Anyway, y.t. in a comment thread at LGM yesterday:
That to me is why this case is about the N&P Clause, not the Commerce Clause. (NOTE: I am an expert in neither.)And well-known constitutional scholar Akhil Reed Amar, today:
It’s difficult for me to accept that any problem of interstate commerce could justify a Broccoli Mandate.
But we *know* that the ban on excluding preexisting conditions is within the Commerce Clause. It’s a no-brainer.
To make the ban feasible, however, Congress has to make everyone opt into the insurance market. Straight N&P stuff – you just stand there and quote McCulloch v. Maryland until the other side starts to cry.

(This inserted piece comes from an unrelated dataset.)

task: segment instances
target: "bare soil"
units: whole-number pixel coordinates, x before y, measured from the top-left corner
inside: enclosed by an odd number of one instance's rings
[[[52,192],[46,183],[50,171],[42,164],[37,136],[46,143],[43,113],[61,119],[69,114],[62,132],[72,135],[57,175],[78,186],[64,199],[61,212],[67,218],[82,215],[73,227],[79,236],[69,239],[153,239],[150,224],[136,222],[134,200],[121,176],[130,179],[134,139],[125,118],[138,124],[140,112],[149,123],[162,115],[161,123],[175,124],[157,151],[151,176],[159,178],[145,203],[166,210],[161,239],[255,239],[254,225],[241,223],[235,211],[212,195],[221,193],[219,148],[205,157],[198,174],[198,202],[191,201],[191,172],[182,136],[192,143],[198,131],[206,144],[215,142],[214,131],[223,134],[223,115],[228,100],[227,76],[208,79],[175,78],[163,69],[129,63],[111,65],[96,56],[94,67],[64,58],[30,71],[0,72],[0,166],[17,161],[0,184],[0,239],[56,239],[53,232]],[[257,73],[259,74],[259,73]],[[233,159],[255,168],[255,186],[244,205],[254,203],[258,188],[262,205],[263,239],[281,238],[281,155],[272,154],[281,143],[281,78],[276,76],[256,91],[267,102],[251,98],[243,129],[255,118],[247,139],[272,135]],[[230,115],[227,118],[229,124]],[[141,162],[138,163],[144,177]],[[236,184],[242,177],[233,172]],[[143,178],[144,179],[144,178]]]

The most important limit, the one we fought the Revolutionary War for, is that the people doing this to you are the people you elect. That’s the main check. The broccoli argument is like something they said when we were debating the income tax: If they can tax me, they can tax me at 100 percent! And yes, they can. But they won’t. Because you could vote them out of office. They have the power to do all sorts of ridiculous things that they won’t do because you’d vote them out of office. If they can prevent me from growing pot, can they prevent me from buying broccoli? Perhaps, but why would they if they want to be reelected? So if you ask me what the limits are, I’d say read McCulloch vs. Maryland. And reread it. And keep reading it till you understand it.Alas, neither of us was called upon to argue the feds' case this week.

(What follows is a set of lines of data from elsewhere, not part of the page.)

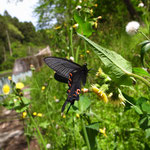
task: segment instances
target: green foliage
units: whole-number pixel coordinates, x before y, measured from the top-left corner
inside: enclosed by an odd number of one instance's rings
[[[86,83],[88,93],[80,94],[80,100],[75,102],[68,114],[61,114],[68,86],[54,80],[53,71],[45,66],[39,71],[32,70],[33,77],[26,81],[26,85],[30,86],[27,89],[30,100],[24,97],[24,90],[21,90],[22,93],[13,92],[6,99],[4,106],[7,108],[15,109],[22,117],[26,112],[23,118],[25,135],[28,140],[36,137],[41,149],[46,149],[47,143],[56,150],[150,149],[150,95],[149,89],[142,84],[150,84],[150,75],[140,68],[140,50],[136,47],[144,38],[141,34],[129,37],[125,33],[126,21],[134,15],[126,9],[124,2],[39,1],[35,11],[39,15],[39,27],[43,29],[38,31],[32,23],[20,23],[8,13],[0,18],[0,26],[4,30],[9,26],[13,50],[13,57],[8,56],[9,61],[3,63],[2,69],[11,66],[12,59],[29,55],[29,46],[33,54],[35,45],[41,46],[41,43],[50,44],[54,56],[74,56],[76,62],[86,62],[91,69]],[[137,8],[138,2],[130,2],[141,17],[143,13]],[[77,5],[81,5],[82,9],[75,11]],[[102,16],[101,19],[98,16]],[[49,24],[54,18],[57,20],[55,28]],[[78,23],[78,28],[73,28],[74,23]],[[141,28],[146,35],[149,33],[147,27]],[[24,38],[17,38],[13,31]],[[91,46],[81,42],[75,31]],[[5,31],[0,38],[0,45],[5,46],[8,55]],[[142,52],[145,60],[146,51],[147,48]],[[100,68],[104,68],[104,72]],[[135,79],[140,79],[140,82]],[[18,98],[16,103],[14,98]],[[66,110],[67,107],[69,104]]]
[[[149,40],[146,40],[146,41],[143,41],[142,43],[140,43],[141,45],[141,63],[142,63],[142,66],[144,67],[144,56],[145,54],[150,50],[150,41]]]
[[[122,56],[118,55],[114,51],[107,50],[106,48],[97,45],[93,41],[87,39],[80,34],[79,36],[85,39],[94,48],[94,52],[102,60],[106,67],[107,74],[114,82],[119,83],[120,85],[131,84],[129,77],[127,77],[126,75],[128,72],[132,72],[132,66],[130,62],[126,61]]]

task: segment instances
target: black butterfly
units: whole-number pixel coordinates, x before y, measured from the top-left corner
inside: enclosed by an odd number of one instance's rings
[[[71,106],[74,104],[75,100],[79,100],[81,82],[85,85],[87,73],[89,71],[86,67],[87,64],[80,66],[68,59],[58,57],[46,57],[44,61],[51,69],[56,71],[54,78],[57,81],[68,83],[68,97],[61,109],[63,112],[67,103],[70,103]]]

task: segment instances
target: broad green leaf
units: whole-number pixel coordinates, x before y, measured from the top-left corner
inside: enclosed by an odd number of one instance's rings
[[[133,106],[133,108],[135,109],[135,111],[138,113],[138,114],[143,114],[142,110],[138,107],[138,106]]]
[[[147,71],[145,71],[143,68],[133,68],[133,72],[138,75],[150,77],[150,74]]]
[[[90,142],[91,150],[97,150],[96,136],[99,133],[98,129],[99,129],[99,123],[97,123],[97,122],[86,126],[86,131],[87,131],[88,139]],[[83,136],[83,130],[81,131],[81,134]],[[84,136],[83,136],[83,138],[84,138]],[[84,140],[85,140],[85,138],[84,138]]]
[[[146,138],[149,138],[150,137],[150,128],[146,129],[145,133],[146,133]]]
[[[150,104],[148,104],[147,102],[143,103],[142,110],[145,111],[146,113],[150,113]]]
[[[39,126],[43,129],[46,129],[49,125],[50,123],[47,120],[39,124]]]
[[[141,63],[144,66],[144,55],[150,50],[150,41],[146,42],[141,47]]]
[[[74,19],[79,25],[77,32],[89,37],[94,31],[91,24],[88,21],[84,21],[84,19],[77,13],[74,13]]]
[[[80,111],[81,113],[83,113],[84,111],[86,111],[89,106],[91,105],[91,101],[89,100],[89,98],[87,96],[80,96]]]
[[[92,124],[86,126],[86,128],[90,128],[90,129],[98,131],[99,130],[99,122],[92,123]]]
[[[22,101],[24,104],[30,104],[30,100],[26,97],[22,97]]]
[[[141,42],[139,45],[144,46],[145,44],[147,44],[149,42],[150,42],[149,40],[145,40],[145,41]]]
[[[107,74],[110,78],[119,85],[132,84],[131,79],[127,76],[127,73],[132,72],[131,63],[125,60],[121,55],[114,51],[110,51],[102,46],[94,43],[85,36],[78,33],[80,37],[86,40],[92,47],[96,55],[99,56],[101,61],[106,67]]]
[[[75,101],[74,105],[70,108],[69,112],[76,112],[76,113],[84,113],[89,106],[91,105],[91,101],[87,96],[80,96],[79,101]]]
[[[147,102],[148,99],[145,97],[140,97],[137,101],[136,101],[136,105],[141,106],[143,103]]]

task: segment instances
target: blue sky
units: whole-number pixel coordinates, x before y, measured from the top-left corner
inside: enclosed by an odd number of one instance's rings
[[[15,0],[16,1],[16,0]],[[3,15],[7,10],[12,17],[17,17],[19,21],[31,21],[35,26],[37,17],[33,14],[33,10],[38,0],[23,0],[23,2],[11,2],[8,0],[0,0],[0,14]]]

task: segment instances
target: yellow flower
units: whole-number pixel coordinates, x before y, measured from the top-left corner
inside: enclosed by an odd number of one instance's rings
[[[77,28],[79,25],[76,23],[76,24],[74,24],[72,27],[73,28]]]
[[[100,99],[102,99],[105,103],[108,102],[108,97],[107,95],[102,91],[100,90],[99,88],[96,87],[96,85],[92,85],[92,90],[94,93],[96,93],[98,95],[98,97]]]
[[[84,57],[84,56],[81,54],[81,55],[80,55],[80,58],[83,58],[83,57]]]
[[[11,77],[11,76],[8,76],[8,80],[12,80],[12,77]]]
[[[96,73],[96,76],[98,77],[98,76],[100,76],[102,73],[103,73],[102,69],[99,68],[99,69],[98,69],[98,72]]]
[[[80,118],[80,115],[79,115],[79,114],[76,114],[76,117],[77,117],[77,118]]]
[[[92,85],[92,90],[96,94],[99,92],[99,89],[95,85]]]
[[[97,29],[98,23],[97,21],[94,22],[94,27]]]
[[[27,116],[27,112],[24,111],[24,112],[22,113],[22,118],[25,118],[26,116]]]
[[[2,91],[5,95],[9,94],[10,92],[10,86],[8,84],[5,84],[2,88]]]
[[[87,50],[87,51],[86,51],[86,53],[87,53],[87,54],[89,54],[89,53],[90,53],[90,51],[89,51],[89,50]]]
[[[45,90],[45,86],[42,86],[42,88],[41,88],[41,89],[42,89],[42,91],[44,91],[44,90]]]
[[[90,9],[90,14],[93,15],[93,9]]]
[[[18,82],[16,83],[16,89],[23,89],[24,88],[24,84],[22,82]]]
[[[58,30],[58,29],[60,29],[61,28],[61,26],[57,26],[57,27],[55,27],[54,29],[55,30]]]
[[[102,133],[104,136],[107,136],[105,127],[104,127],[104,129],[99,129],[99,132]]]
[[[95,7],[97,7],[97,6],[98,6],[98,4],[95,4],[94,6],[95,6]]]
[[[37,116],[38,116],[38,117],[42,117],[43,114],[42,114],[42,113],[38,113]]]
[[[34,112],[34,113],[33,113],[33,116],[36,116],[36,115],[37,115],[37,113],[36,113],[36,112]]]
[[[65,115],[65,114],[63,114],[63,115],[62,115],[62,117],[65,119],[65,118],[66,118],[66,115]]]
[[[108,97],[107,97],[107,95],[106,95],[104,92],[103,92],[102,95],[101,95],[101,99],[102,99],[105,103],[108,102]]]

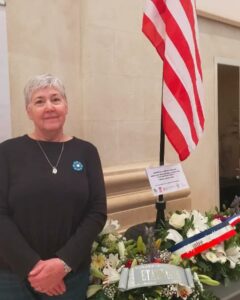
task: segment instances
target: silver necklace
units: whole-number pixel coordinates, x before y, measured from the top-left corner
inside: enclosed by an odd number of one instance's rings
[[[49,160],[49,158],[48,158],[48,156],[47,156],[47,153],[44,151],[44,149],[43,149],[42,145],[40,144],[40,142],[39,142],[39,141],[36,141],[36,142],[37,142],[37,144],[38,144],[40,150],[42,151],[44,157],[46,158],[47,162],[48,162],[49,165],[52,167],[52,173],[53,173],[54,175],[57,174],[57,172],[58,172],[57,167],[58,167],[58,164],[59,164],[60,159],[61,159],[61,157],[62,157],[62,153],[63,153],[63,150],[64,150],[64,143],[62,143],[62,148],[61,148],[60,154],[59,154],[59,156],[58,156],[58,160],[57,160],[57,162],[56,162],[56,164],[55,164],[55,166],[54,166],[54,165],[50,162],[50,160]]]

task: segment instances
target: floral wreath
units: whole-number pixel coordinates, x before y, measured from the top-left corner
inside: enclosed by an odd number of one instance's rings
[[[207,286],[227,285],[240,278],[240,215],[231,210],[202,214],[196,210],[170,214],[164,226],[145,226],[137,238],[119,234],[108,220],[93,244],[91,300],[218,299]],[[136,266],[173,265],[190,269],[193,285],[172,283],[119,289],[123,270]]]

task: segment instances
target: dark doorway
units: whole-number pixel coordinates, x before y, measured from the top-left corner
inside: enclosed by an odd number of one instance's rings
[[[220,207],[240,197],[239,67],[218,64]],[[240,200],[240,199],[239,199]]]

... Charles Fried is worth a look. He ends on a disheartening note about the apparent views of the conservative justices this week:
Politics, politics, politics. You look at the wonderful decision by Jeff Sutton, who is as much of a 24-karat gold conservative as anyone could be. He is a godfather to the Federalist Society. Look at his opinion. Or look at Larry Silberman’s opinion. I don’t understand what’s gotten into people. Well, I do I’m afraid, but it’s politics, not anything else.... In comments, Just Thinking suggests that the democratic check on abuse of the N&P Clause, throwing the bums out, doesn't work. I think maybe that means "doesn't work well enough to suit some people." Regardless, Amar has good support for his position, as both Hamilton and Madison identified the same check in the Federalist. Hamilton in No. 33:
But it may be again asked, Who is to judge of the NECESSITY and PROPRIETY of the laws to be passed for executing the powers of the Union? I answer, first, that this question arises as well and as fully upon the simple grant of those powers as upon the declaratory clause; and I answer, in the second place, that the national government, like every other, must judge, in the first instance, of the proper exercise of its powers, and its constituents in the last. If the federal government should overpass the just bounds of its authority and make a tyrannical use of its powers, the people, whose creature it is, must appeal to the standard they have formed, and take such measures to redress the injury done to the Constitution as the exigency may suggest and prudence justify.Madison in No. 44:
If it be asked what is to be the consequence, in case the Congress shall misconstrue this part of the Constitution, and exercise powers not warranted by its true meaning, I answer, the same as if they should misconstrue or enlarge any other power vested in them; as if the general power had been reduced to particulars, and any one of these were to be violated; the same, in short, as if the State legislatures should violate the irrespective constitutional authorities. In the first instance, the success of the usurpation will depend on the executive and judiciary departments, which are to expound and give effect to the legislative acts; and in the last resort a remedy must be obtained from the people who can, by the election of more faithful representatives, annul the acts of the usurpers.The "limiting principle" as Amar notes is not a requirement imposed on other powers, like taxation ("but what if you tax at 100%?"). Some checks are political, not judicial (as we observed re: the pardon power under the Mississippi Constitution).
The ACA case, we had thought, was resolved 200 years ago in McCulloch:
Should Congress, in the execution of its powers, adopt measures which are prohibited by the Constitution, or should Congress, under the pretext of executing its powers, pass laws for the accomplishment of objects not intrusted to the Government, it would become the painful duty of this tribunal, should a case requiring such a decision come before it, to say that such an act was not the law of the land. But where the law is not prohibited, and is really calculated to effect any of the objects intrusted to the Government, to undertake here to inquire into the degree of its necessity would be to pass the line which circumscribes the judicial department and to tread on legislative ground. This Court disclaims all pretensions to such a power.It appears that the Roberts Court, unlike the Marshall Court, may indeed pretend to that power. That will be John Roberts' legacy.